I combine those silently-spoken words with a mental image of zebras grazing peacefully on an African savannah. Of course, I'm aware that my carefree zebra-mind can, just as with actual zebras in the wild, be jolted into full alert by an actual problem at any moment.
Which comes with being alive. A problem-free life doesn't exist. Our only choice is how to deal with problems, not whether they're going to appear.
The genius of Sapolsky's book title, Why Zebras Don't Get Ulcers, is that it points to a truth that zebras intuitively understand, but we humans have a lot of trouble grasping. Namely, problems should only be a source of stress when they actually exist.
If there's no lion in sight, go back to grazing. If a lion appears, run. Then go back to grazing. Worrying about lions isn't going to make lions disappear.
For zebras, there's no way to guarantee a lion-free life. Similarly, there's no way any of us can guarantee a problem-free life. Something is going to go wrong before too long, guaranteed.
Cars break down. Bodies fall prey to disease. A nasty email gets inadvertently sent to the person being complained about. Our job demands too much of us. Family members are fighting. A beloved sports team has a nasty losing streak. What we care about most gets a yawn from politicians. Noisy neighbors make it impossible to sleep.
Etc. Etc. Etc.
That's why I enjoy saying "No lions" when my mind conjures up a problem that is imaginary rather than real. I should be saving my energy for dealing with genuine problems in my life, just as zebras go back to grazing after a lion attack because they need to be able to cope with the next appearance of a lion.
Sure, it's wonderful that we humans can envision a future or past that doesn't actually exist. This enables us to plan, learn, create, and so much more. But that capacity also leaves us prone to stress, anxiety, worry. We often find it difficult to let go of a problem that has already occurred, or to stop thinking about a potential future problem.
Since I'm sharing this post on my Church of the Churchless blog, I want to add that religious beliefs can also be a non-existent lion that leads to stress.
People worry about their afterlife even though there is no solid evidence that life after death exists.

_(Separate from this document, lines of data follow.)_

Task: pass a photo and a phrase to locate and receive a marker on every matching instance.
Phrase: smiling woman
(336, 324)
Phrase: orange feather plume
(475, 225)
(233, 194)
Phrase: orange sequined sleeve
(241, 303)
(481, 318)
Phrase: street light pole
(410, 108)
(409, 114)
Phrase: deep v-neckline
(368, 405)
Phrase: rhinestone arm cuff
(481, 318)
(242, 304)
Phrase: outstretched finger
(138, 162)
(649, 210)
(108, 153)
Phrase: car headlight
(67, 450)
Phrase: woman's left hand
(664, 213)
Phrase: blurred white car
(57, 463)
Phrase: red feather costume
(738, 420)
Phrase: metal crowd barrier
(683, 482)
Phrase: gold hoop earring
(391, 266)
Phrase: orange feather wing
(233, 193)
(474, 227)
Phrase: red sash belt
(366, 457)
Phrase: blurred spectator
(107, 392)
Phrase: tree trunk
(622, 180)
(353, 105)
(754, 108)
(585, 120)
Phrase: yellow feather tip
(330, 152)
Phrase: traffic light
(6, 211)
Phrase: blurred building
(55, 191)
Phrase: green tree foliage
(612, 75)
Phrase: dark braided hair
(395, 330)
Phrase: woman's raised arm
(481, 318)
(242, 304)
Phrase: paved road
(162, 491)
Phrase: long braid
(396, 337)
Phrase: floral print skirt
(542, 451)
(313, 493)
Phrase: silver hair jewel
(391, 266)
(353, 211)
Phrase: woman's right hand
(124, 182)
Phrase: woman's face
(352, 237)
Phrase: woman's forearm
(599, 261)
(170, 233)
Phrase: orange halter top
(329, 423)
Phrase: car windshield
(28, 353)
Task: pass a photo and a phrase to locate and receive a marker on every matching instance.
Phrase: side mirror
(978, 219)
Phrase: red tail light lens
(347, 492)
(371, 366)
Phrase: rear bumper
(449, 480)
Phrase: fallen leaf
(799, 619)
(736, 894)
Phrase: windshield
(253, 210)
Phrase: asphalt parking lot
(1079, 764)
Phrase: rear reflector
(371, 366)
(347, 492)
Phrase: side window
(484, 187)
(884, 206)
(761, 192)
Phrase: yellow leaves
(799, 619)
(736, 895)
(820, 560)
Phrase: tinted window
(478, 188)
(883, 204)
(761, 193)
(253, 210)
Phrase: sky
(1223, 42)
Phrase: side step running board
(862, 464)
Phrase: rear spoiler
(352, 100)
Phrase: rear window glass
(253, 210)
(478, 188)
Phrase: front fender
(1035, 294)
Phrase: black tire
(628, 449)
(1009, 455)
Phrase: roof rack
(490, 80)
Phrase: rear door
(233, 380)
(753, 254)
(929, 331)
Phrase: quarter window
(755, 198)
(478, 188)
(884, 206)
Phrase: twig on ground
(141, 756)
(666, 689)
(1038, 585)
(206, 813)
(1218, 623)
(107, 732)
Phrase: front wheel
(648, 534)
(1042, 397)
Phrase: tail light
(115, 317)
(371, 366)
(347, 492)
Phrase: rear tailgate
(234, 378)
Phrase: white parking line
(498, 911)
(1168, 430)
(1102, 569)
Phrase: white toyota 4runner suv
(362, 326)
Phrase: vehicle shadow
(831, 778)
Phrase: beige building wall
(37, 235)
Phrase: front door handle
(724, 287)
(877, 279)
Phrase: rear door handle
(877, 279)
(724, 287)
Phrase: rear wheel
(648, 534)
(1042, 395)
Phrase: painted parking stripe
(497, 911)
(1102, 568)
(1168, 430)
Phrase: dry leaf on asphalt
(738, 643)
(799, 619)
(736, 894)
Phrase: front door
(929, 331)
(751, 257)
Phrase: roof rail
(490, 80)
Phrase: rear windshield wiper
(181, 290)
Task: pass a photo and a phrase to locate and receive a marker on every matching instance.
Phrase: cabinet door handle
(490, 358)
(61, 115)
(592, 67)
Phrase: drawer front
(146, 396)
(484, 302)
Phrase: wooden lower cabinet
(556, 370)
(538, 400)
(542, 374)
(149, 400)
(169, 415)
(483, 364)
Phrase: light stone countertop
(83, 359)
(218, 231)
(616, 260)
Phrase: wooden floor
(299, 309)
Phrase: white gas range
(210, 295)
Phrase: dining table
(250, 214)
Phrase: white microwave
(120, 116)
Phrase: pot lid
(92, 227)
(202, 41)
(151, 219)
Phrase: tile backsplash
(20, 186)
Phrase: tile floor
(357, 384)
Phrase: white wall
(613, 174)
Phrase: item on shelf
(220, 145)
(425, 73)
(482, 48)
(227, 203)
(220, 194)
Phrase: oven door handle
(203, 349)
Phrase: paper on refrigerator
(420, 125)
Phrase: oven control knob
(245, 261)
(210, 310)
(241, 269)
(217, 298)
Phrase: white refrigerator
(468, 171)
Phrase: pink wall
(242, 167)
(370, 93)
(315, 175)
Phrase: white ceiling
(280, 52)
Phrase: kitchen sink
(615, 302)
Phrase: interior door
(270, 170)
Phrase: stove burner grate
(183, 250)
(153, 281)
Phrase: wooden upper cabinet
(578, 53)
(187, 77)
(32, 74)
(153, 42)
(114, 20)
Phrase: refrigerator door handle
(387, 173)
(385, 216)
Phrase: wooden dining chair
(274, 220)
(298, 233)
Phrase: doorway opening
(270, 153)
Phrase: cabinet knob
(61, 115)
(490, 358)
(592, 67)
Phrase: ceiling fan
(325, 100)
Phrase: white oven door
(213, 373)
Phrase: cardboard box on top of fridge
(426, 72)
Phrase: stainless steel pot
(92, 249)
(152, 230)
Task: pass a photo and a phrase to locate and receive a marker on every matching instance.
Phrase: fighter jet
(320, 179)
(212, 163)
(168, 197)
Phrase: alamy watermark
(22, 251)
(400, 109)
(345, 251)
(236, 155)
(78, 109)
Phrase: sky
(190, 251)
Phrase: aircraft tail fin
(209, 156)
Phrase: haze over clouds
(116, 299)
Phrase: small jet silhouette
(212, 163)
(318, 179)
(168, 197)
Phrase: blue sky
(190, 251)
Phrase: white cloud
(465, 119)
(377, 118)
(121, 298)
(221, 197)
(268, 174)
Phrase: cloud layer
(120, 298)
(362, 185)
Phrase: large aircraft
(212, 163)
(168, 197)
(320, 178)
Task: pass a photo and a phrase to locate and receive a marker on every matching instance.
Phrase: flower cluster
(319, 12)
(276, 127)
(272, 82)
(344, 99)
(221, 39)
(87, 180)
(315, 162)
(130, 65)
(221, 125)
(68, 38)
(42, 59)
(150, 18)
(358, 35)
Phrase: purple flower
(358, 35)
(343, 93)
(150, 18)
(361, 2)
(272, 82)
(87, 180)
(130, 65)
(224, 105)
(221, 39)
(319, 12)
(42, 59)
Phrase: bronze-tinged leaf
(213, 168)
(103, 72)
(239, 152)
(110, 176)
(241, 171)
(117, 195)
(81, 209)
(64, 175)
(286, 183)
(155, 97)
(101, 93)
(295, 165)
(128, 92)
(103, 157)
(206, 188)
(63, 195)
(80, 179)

Ditto for sin, whether God is pleased with us, and a host of other sources of worry that lack any demonstrable foundation. No zebra spends its day anxiously wondering, "Am I doing the right thing?"
And neither should we, without good reason.
Life is too short to spend it in a state of concern over supernatural imaginings. Be concerned about real problems in the real world. There's no lack of them. Don't add on extra religiously-inspired worries that almost certainly are non-existent.